Le malheur veut, continue la suivante Olinde, que Zerbin, le frère de Ginevra, ne soit pas en ce moment en Écosse. Il adore sa sœur, et il combattrait triomphalement pour elle, à qui sa vertu n'est pas suspecte.

«Cependant, ajoute Olinde, le prince perfide qui a abusé de mon amour pour perdre, par son subterfuge, Ginevra, craignant que je ne révèle son crime et l'innocence de ma maîtresse, m'a livrée à ces assassins qui, sans vous, allaient m'arracher la vie.»

Renaud fait monter Olinde, voilée, à cheval, et entre avec elle dans la capitale. Le peuple s'assemblait déjà pour assister à l'épreuve du tournoi. Un chevalier inconnu, arrivé la veille, allait combattre Lurcins dans une prairie voisine transformée en lice; le féroce duc d'Albanie, en qualité de connétable, présidait en champ clos. Monté sur un puissant coursier, il se réjouissait malignement en secret du péril de Ginevra et du succès de sa perfidie.

Renaud, s'avançant vers le roi, lui dit d'interrompre le combat entre Lurcins et le chevalier inconnu. «Car l'un, ajouta-t-il, croit combattre pour la vertu, et combat pour la calomnie; l'autre ignore s'il est dans le vrai ou dans le faux, et combat, par une magnanime générosité, pour arracher à la flétrissure et à la mort une si parfaite beauté. Moi, j'apporte le salut à l'innocence, j'apporte le démenti à qui a ourdi le mensonge.»

On suspend le combat; Renaud explique devant le roi et devant sa cour toute la trame de Polinesso. Il défie le perfide calomniateur. Le roi et le peuple font des vœux pour Renaud. Les deux chevaliers courent l'un contre l'autre; Renaud traverse du fer de sa lance le corps de Polinesso; le vaincu demande la vie. Renaud descend de son cheval, délace la cuirasse et le casque de Polinesso, qui confesse son subterfuge et son mensonge devant le roi et devant le peuple; le scélérat meurt en rendant l'innocence et la vie à Ginevra. Des acclamations de joie et de triomphe s'élèvent de la bouche du roi et du peuple autour de Renaud. On prie le chevalier inconnu qui n'a pas eu la gloire, mais le mérite de prendre la cause de Ginevra, de se découvrir: son casque, qui tombe, laisse reconnaître Ariodant, l'amant de Ginevra; tout en la croyant coupable, il avait voulu vaincre pour elle ou mourir pour elle. Il s'était, en effet, précipité de désespoir du haut d'un rocher dans la mer, et le pèlerin auteur de cette rumeur n'avait pas menti; mais il s'était repenti de mourir sans que sa mort fût au moins utile à sa maîtresse, quoique infidèle, et il avait regagné la rive à la nage. Un ermite chez lequel il s'était réfugié pour sécher ses vêtements lui avait appris la condamnation de Ginevra et son péril de mort; il avait pris la résolution de combattre contre son propre frère pour l'innocence de son amante. Il avait revêtu d'autres armes, monté un autre coursier, arboré un écu noir en signe du deuil de son cœur. Renaud, le roi, la cour, le peuple, touchés de sa générosité et de sa constance, avaient supplié Ginevra de récompenser tant d'amour par le don de sa main. Elle lui avait déjà donné et gardé son cœur.

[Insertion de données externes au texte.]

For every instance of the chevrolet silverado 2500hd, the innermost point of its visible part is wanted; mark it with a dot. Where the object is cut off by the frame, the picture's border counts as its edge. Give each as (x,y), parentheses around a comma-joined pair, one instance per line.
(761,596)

L'aventure finit par le mariage d'Ariodant et de Ginevra.

XI

L'attention, qui était restée flottante et distraite sur toutes les physionomies jusqu'à cet épisode ingénieux et pathétique de Ginevra, s'était recueillie, concentrée, et comme pétrifiée sur toutes les figures, depuis qu'il se déroulait en stances cadencées sur les lèvres du lecteur. On respirait à peine; on n'entendait d'autre bruit dans la grotte que celui de la rigole qui accompagnait, comme une basse continue, la musique des vers. Le visage de la candide Thérésina reflétait chaque sensation et chaque stance; il y avait tantôt de la rougeur, tantôt de la pâleur sur ses joues, tantôt du sourire fugitif, tantôt des larmes superficielles dans ses beaux yeux. C'était la première fois qu'un grand poëte jouait, pour ainsi dire, de son âme neuve et de son imagination encore endormie; à lui seul ce visage était un poëme.

Sa charmante mère était moins émue, mais pas moins charmée; elle recueillait son plaisir intérieur sous ses longs cils fermés sur ses yeux; mais, pendant que le haut du visage gardait ainsi la gravité de l'attention, ses lèvres souriaient par moments comme en rêve.